This blog is intended to go along with Population: An Introduction to Concepts and Issues, by John R. Weeks, published by Cengage Learning. The latest edition is the 13th (it will be out in January 2020), but this blog is meant to complement any edition of the book by showing the way in which demographic issues are regularly in the news.

You can download an iPhone app for the 13th edition from the App Store (search for Weeks Population).

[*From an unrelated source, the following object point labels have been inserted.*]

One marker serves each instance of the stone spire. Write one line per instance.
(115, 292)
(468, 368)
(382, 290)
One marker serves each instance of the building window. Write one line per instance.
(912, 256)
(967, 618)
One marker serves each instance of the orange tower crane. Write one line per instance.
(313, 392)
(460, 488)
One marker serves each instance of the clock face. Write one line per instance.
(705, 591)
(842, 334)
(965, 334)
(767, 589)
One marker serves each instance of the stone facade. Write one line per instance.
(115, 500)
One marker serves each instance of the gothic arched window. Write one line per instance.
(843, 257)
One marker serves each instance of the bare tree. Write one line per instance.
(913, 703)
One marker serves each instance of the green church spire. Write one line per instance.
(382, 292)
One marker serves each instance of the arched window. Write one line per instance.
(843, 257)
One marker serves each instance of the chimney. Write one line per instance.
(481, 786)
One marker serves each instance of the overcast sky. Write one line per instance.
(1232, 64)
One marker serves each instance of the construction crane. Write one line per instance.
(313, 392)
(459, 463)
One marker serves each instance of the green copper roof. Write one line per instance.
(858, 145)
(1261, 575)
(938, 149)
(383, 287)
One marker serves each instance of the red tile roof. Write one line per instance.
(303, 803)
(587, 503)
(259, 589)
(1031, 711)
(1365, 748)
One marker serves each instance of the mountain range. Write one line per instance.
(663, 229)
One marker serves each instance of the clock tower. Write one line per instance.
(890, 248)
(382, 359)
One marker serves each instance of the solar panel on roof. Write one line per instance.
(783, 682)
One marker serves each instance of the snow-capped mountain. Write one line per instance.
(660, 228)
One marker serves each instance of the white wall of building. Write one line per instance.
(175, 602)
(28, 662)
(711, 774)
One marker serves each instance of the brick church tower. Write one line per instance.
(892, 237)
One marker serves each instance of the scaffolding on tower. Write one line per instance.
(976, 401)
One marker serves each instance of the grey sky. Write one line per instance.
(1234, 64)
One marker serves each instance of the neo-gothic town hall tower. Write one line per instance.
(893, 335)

If you are a user of my textbook and would like to suggest a blog post idea, please email me at: john.weeks@sdsu.edu

Tuesday, November 1, 2016

Immigrants are Good for America, Not Bad, No Matter the Challenges

I'm sure you heard Donald Trump's ridiculous claim that if Hillary Clinton were President she might  allow 650 million people into the country and do nothing about it! Philip Bump of the Washington Post offers the explanation that Trump knows that such an outrageous claims gets attention among his supporters, no matter how stupid it may be. The reality, however, is that only about 5 million Native Americans can claim not to be the relatively recent (e.g., last 250 years) descendants of immigrants. The rest of us are here because of past waves of immigration. That is what built the country, and continues to fuel the country. Ben Casselman makes this point in his post yesterday on FiveThirtyEight.
You wouldn’t know it from this year’s overheated campaign rhetoric, but immigration is the only thing keeping the U.S. from facing a Japan-style demographic cliff. At a time when aging and other factors mean that fewer Americans are working, immigrants — who tend to come to the U.S. during their working years and have a higher rate of labor-force participation than native-born Americans — play an increasingly important role in the U.S. workforce. Foreign-born U.S. residents made up 13.1 percent of the population in 2014 but 16.4 percent of the labor force, up from 10 percent two decades earlier.1 Immigrants help the economy in other ways too: They are more likely than native-born Americans to start businesses, and because they pay into Social Security but only receive benefits if they stay in the country permanently, they help ease the U.S.’s long-run fiscal burden.
Perhaps just as importantly, immigrants are the reason the U.S. has a relatively high birth rate compared to other rich countries. Americans, like their counterparts in Japan and western Europe, are having fewer children. But that decline has been partly offset by the comparatively high fertility rate among foreign-born residents. A report from the Pew Research Center last week showed just how big that effect is: Immigrants account for the entirety of the increase in the number of annual U.S. births since 1970. Without them, the annual number of births would have declined.
These positive attributes of immigration counterbalance the challenges. Some immigrants really do take jobs that U.S.-born workers might have, because they may be willing to work for less money and/or live in unpopular places doing crummy jobs. Immigrants may create problems if they don't adapt fairly quickly or if they are too different for too long. These are not new problems in the U.S. and they happen all over the globe whenever people migrate. So, we need to acknowledge the problems that immigration creates while recognizing that we are better off with immigrants than we would be without them. No one said this was easy, but the success of the U.S. over the years proves that it's worth it.